Where is your favorite place to write?
MB: My study or kitchen.
AM: Most of my writing happens on my couch, but a few times a year, a small group of my close friends and I will take short retreats to either beach towns in the winter or cabins in the other seasons. We’re dedicated to be writing and nothing else until dinner, then we can stop to share, eat, and generally be in community together. It’s a really delicious balance of productivity and being social.
Do you have any consistent pre-writing rituals?
MB: No.
AM: I don’t know if counts as ritual, but most of the time I spend generating ideas, outlining, and sometimes even drafting, is when I am walking around my neighborhood in Baltimore. Those ideas all rest in the Notes app of my phone (the digital equivalent of the writers notebook), until I have some time to craft them into something worthwhile.
Who always gets a first read?
MB: My friend and Poet Peter J. Harris.
AM: My partner is always my alpha reader, because she’s an voracious, brilliant reader who can also speak to me candidly about what’s working and what isn’t. Then it goes to my writing group for beta, and they are a skilled group of writers who can really look at the work-in-progress from every angle. Every one of them has played a part in helping my books come together.
What is a book you’ve read more than twice (and would read again)?
MB: Do Lord Remember Me by Julius Lester.
AM: About a Mountain by John D’Agata. I know he’s a bit of a controversial figure, but I really love the way he blends research and lyrical prose in that work. I also love the mythology that has come to surround the book!

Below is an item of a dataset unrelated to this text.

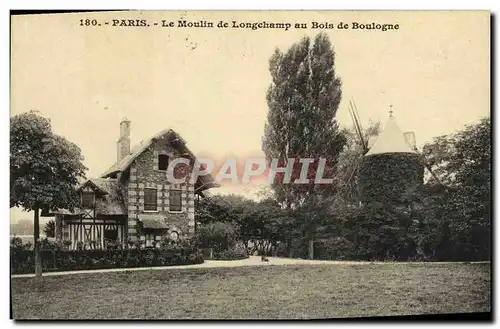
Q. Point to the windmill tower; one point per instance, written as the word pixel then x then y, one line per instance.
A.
pixel 390 167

What is the most memorable reading you have attended?
MB: Can’t remember.
AM: A few years before she passed, Toni Morrison read in Santa Cruz, and Angela Davis provided the introduction. I think it was the only time I’ve ever been truly starstruck, and the energy that night was as if whole audience knew we were in the presence of some of the most brilliant minds of our era.
Melvin Brown
Melvin E. Brown is an American poet, educator, editor, and lyricist. He was born and raised in Baltimore, Maryland. Brown was the longest-serving editor of Chicory, a magazine published by the Enoch Pratt Free Library. He is a graduate of the Johns Hopkins Writing Seminars, and the author of two collections of poetry, In the First Place and Blue Notes and Blessing Songs.
Anthony Moll
Anthony Moll is a Queer poet, essayist and educator. Their work has appeared in Hobart, Little Patuxent Review, Poet Lore, jubilat and more. Anthony is a PhD Candidate in English and holds an MFA in creative writing & publishing arts. Their debut memoir, Out of Step, won a 2018 Lambda Literary Award and the 2017 Non/Fiction Prize. Their latest collection of poems, You Cannot Save Here, won the 2022 Jean Feldman Poetry Prize. Their work has also been recognized with the Adele V. Holden Prize for Creative Excellence, the Bill Knott Poetry Prize, inclusion on the American Library Association’s Over the Rainbow List, and a Best of Net nomination.